Exploring Potential Methods of Male Contraception

Lise Bejtlich Thomas Jefferson High School for Science and Technology

This article placed 1st in the 2022 Teknos Summer Writing Contest.

Contraception has been a major topic of debate in religious, political, and social spheres for decades. The first birth control pill was approved by the Federal Drug Administration (FDA) in 1960, and despite intense controversy, more than 1.2 million prescriptions had been written within two years [7]. Since then, rapid scientific and technological advancements have made hormonal contraception much safer—particularly by minimizing the significant risk of blood clots—and more accessible. Today, birth control is available in a wide variety of forms, including patches, injections, and even implants. But there’s a catch: every product on the market is exclusively for women.

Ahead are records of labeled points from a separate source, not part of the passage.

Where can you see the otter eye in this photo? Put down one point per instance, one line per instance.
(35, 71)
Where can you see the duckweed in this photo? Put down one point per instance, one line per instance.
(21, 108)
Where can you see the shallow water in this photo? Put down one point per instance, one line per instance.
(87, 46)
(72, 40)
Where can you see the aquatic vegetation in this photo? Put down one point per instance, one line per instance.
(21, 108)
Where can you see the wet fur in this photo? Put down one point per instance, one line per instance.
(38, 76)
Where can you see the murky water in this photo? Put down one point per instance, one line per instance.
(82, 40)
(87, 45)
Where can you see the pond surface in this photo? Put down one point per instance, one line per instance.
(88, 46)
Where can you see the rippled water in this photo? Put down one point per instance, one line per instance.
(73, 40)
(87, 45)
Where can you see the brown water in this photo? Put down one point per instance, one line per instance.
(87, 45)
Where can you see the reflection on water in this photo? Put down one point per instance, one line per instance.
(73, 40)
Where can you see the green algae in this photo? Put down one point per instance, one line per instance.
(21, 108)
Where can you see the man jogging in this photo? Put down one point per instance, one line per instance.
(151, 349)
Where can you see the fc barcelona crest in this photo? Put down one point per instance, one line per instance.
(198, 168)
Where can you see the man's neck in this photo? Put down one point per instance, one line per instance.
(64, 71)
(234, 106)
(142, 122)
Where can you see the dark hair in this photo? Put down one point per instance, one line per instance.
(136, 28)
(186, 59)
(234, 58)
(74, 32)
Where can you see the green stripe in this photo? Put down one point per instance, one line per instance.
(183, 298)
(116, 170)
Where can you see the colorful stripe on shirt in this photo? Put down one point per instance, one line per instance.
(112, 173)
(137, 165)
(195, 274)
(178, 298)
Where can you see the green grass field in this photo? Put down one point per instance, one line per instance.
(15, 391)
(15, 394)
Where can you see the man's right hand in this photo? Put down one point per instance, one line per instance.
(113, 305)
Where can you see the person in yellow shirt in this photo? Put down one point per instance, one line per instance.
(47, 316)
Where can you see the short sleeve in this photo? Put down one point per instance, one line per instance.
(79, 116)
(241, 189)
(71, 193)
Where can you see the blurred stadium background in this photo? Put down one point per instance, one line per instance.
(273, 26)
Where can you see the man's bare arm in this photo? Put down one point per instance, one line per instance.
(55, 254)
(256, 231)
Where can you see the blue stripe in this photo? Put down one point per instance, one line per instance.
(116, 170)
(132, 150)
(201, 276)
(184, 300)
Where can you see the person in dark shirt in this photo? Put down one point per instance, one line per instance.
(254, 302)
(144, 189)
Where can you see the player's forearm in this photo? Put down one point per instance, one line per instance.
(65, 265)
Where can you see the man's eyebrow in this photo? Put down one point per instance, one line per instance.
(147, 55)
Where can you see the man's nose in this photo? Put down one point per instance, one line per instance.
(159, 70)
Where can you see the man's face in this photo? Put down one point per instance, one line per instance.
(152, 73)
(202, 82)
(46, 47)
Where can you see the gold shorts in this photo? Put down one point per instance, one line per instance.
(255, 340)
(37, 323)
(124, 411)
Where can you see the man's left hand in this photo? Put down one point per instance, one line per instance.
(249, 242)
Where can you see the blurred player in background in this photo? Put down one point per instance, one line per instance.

Besides the fact that women have traditionally shouldered social responsibilities related to childbearing, there are several significant differences between men and women with regard to reproductive physiology. Women are only able to become pregnant during ovulation, a one-to-two-day window every month. At that time, gonadotropin-releasing hormone (GnRH) produced in the hypothalamus triggers the pituitary gland to increase levels of luteinizing hormone (LH) [8] and follicle-stimulating hormone (FSH), which lead to the release of an egg from the ovaries [9]. In order to prevent pregnancy, hormonal contraceptive methods primarily contain progestins. These chemicals mimic the effects of the naturally-produced hormone progesterone, which blocks sperm from the uterus by thickening mucus in the cervix after ovulation has ended [5]. Additionally, progestins inhibit GnRH and LH, thus suppressing ovulation, although the endocrine pathway is not well understood. Some medications also include estradiol (synthetic estrogen), which inhibits FSH. By using a contraceptive and artificially extending these sperm-unfriendly circumstances throughout the entire menstrual cycle, it is possible to prevent pregnancy up to 99% of the time, and a woman may choose to halt contraception at any time and restore her reproductive ability almost immediately.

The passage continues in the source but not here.